At the same time, we bury our fellow human beings ceremonially because they are like us, because we understand them through our own experience as human. We know how to feel for them, we feel for them as if they were our own selves.

So through our common humanness we receive difference, the prospect of privacies that stretch like undiscovered countries, countries we can glimpse; can, if we spend the time and cost of relationship, even enter; but countries that go far beyond our knowledge. And that’s the holy thing that we commemorate when we mourn, when we honor the irreplaceable bodies of our fellow human beings.

In relationship to each other, it’s those privacies, those differences, that make the relationship possible. If we knew everything about a person, what would be the point of spending time with him? We would have absorbed that being into our own, subsumed him.
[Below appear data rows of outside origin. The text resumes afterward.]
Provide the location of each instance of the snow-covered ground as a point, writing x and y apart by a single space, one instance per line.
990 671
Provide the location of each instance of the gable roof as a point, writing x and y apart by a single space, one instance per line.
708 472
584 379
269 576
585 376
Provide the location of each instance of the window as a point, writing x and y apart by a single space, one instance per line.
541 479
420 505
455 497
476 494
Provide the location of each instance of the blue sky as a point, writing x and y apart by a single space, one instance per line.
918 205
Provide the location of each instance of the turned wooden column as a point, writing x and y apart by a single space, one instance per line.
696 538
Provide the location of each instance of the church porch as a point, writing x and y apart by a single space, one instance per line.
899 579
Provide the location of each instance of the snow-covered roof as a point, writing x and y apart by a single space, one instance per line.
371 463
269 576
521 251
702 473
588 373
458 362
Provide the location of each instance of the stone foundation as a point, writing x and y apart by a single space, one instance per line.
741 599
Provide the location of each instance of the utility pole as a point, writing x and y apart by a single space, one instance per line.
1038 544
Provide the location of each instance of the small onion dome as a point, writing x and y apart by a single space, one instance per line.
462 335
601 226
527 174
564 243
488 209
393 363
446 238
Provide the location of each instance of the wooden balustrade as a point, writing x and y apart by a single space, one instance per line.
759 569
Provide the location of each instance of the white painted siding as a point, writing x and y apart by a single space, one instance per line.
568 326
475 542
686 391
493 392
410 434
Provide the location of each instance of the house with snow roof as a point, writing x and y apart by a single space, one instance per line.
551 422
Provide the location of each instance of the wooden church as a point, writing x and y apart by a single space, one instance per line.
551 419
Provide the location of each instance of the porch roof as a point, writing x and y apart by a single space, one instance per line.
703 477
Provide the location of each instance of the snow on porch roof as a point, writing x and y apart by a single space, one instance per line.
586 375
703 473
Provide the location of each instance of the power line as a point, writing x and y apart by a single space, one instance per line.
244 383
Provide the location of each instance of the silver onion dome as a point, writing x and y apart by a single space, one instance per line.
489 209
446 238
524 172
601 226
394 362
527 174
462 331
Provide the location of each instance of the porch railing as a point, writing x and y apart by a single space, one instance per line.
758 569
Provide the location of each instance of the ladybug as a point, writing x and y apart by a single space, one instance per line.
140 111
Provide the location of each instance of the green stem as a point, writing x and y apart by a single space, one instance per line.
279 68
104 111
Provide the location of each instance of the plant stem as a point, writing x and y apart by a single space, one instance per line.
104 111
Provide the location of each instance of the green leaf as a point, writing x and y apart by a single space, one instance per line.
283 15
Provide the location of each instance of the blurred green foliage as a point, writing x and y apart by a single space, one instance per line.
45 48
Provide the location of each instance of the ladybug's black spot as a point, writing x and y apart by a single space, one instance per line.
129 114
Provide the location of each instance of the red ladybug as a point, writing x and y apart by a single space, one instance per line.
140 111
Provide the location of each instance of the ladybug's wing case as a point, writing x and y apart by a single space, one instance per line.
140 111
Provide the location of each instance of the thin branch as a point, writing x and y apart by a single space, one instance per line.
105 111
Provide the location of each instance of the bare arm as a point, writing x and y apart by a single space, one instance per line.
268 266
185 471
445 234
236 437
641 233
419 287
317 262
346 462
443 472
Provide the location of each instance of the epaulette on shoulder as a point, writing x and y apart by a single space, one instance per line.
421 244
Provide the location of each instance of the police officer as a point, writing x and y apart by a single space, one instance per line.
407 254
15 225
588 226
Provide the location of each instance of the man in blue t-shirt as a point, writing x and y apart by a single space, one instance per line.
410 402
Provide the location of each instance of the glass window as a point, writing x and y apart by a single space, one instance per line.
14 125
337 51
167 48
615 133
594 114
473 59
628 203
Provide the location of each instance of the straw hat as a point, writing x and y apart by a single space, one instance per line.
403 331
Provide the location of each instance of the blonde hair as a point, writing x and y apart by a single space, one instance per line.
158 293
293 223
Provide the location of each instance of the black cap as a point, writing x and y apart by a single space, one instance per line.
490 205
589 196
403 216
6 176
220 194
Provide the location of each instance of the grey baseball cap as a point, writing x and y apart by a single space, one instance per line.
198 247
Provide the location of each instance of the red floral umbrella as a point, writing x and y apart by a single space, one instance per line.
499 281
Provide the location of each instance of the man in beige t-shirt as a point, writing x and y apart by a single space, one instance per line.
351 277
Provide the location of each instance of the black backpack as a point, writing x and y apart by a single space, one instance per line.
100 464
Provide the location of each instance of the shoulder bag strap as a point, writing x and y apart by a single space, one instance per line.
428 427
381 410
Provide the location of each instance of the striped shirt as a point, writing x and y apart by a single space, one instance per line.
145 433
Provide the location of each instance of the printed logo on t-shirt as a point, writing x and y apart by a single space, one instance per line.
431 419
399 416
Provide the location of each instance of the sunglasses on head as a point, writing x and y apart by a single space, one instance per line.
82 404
There is no possibility of being able to do this, but even the illusion of such a mutual absorption can make relationship impossible. We’re not birds, who are primed to do everything best when they do it together, with as few anomalies as possible.

I’m writing about this in an arts column because these funerary customs—these habits of “humare”—are among the earliest kinds of artmaking. What brought us to the state that we regard as human was a kind of making that was intended to be powerful, to counteract death, to figure life in a battle against the loss of irreplaceable human beings, different from us and so valuable, the same as us and so valuable. And still, in artmaking, we find this tension between the utterly unique individual and the need for a commonality of experience. On the one hand, you are a maker who can say things that no one else can, and on the other hand, you have an audience, the people who you want to understand, the tribe to whom you must address your work, to whom you must make yourself clear. As humans, we never escape our dual natures as individuals and members of the tribe. Artists figure this struggle in particularly essential ways.

There are grackles hanging around the patch of long grass. It looks like the fledgling’s exceptional boldness won’t be fatal. My daughter got some mealworms to feed him, just in case. She’s human, after all.